I always had good results with textar and Zimmerman.
I use all Textar disks and pads and they are excellent.
I've been to 20 track events to this day I'm still running OEM calipers. Just carbotech pads. You don't need a big brake kit at all. The oem cracks because of improper cooldown. I learned that after a session to take my cooldown lap seriously and ever since then i stopped cracking AutoZone rotors
I ran stock rotors for a long time with carbotech xp10/8, front brake ducts, stainless lines, and Motul 660. The XP10/8 + ducts was sufficient for 20min session the tracks I drive.

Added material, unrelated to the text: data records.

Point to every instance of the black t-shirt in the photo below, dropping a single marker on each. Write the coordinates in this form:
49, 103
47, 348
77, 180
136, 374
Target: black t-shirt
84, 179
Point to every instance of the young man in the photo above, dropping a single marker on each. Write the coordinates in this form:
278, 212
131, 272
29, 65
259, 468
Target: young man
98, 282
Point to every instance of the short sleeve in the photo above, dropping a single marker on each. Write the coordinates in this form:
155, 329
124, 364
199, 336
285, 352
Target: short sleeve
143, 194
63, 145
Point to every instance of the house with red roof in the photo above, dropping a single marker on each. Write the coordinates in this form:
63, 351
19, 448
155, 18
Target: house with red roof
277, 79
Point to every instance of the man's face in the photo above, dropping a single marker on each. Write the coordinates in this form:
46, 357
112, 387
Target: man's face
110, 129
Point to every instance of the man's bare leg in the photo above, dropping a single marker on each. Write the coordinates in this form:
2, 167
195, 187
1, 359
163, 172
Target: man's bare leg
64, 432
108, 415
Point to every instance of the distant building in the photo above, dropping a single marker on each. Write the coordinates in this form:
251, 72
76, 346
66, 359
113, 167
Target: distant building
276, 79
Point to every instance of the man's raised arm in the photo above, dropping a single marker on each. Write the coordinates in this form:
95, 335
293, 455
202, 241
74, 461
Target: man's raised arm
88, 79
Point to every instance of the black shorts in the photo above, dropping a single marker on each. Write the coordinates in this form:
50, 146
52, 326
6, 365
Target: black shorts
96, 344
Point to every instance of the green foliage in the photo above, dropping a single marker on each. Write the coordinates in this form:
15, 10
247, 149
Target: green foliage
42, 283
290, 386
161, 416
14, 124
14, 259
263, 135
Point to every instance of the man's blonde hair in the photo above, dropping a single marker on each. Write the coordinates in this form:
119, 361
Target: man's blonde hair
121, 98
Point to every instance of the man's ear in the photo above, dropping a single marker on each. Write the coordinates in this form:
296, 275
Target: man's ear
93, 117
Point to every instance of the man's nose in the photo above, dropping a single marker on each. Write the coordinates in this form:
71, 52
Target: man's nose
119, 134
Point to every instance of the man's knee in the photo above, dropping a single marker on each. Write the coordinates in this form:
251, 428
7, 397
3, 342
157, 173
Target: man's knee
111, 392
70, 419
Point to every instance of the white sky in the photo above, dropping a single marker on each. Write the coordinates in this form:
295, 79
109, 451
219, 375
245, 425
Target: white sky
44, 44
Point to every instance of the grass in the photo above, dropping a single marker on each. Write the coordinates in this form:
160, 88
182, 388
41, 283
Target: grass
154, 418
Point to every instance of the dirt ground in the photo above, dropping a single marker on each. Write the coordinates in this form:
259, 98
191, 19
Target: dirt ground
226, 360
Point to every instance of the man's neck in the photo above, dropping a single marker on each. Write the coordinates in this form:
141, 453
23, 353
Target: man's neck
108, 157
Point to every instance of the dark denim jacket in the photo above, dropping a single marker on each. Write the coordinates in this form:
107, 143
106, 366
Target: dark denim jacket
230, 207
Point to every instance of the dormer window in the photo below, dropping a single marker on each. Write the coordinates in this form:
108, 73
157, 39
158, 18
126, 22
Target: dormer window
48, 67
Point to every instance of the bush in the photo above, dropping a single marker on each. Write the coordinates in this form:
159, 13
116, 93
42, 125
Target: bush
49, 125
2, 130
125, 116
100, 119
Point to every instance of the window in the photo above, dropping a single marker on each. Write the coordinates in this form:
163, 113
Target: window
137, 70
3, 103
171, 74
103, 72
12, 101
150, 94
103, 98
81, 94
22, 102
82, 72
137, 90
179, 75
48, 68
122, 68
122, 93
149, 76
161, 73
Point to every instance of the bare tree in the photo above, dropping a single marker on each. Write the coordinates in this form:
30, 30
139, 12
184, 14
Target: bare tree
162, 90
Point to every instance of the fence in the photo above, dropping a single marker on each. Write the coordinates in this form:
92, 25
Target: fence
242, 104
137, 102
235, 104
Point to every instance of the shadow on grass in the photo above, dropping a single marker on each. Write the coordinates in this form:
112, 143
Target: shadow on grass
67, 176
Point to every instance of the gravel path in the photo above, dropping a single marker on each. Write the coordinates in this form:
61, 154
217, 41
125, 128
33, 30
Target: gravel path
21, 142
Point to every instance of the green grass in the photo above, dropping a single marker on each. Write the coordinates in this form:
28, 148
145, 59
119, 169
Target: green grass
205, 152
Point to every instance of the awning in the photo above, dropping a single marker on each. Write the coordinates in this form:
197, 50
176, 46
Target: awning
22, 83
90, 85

I'm using carbotech xp8 on my 3800 pound sedan. They've survived 6 days at the track plus occasional driving around town for a year.
Hey, I track. MK7.5! The floating calipers flex which means you get more pressure on the outer half of the rotor. It's annoying but it's not a problem in my experience.
Something like a Carbotech XP12 pad might do better with the heat but adding brake ducts from the RS3 is cheap and will help quite a bit.
Girodisc should have a 357mm disc available when you've gone through the OE rotors. They're slotted instead of drilled and are 2 piece (aluminum hat).
I am currently using Carbotech XP10's in front and the XP8's for the rears. I really like them and have not had an issue so far. Plus the company has great customer service. They are definitely NOT a street pad, and I need to swap them the night before a track meet and put street pads on the day after, but the effort is worth it.
Quality pads and rotors tend not to warp out in a couple hundred miles. If you bought Durlast junk from Autoroo then that's the reason. Stick with OE/OEM Quality like ATE rotors and Textar pads.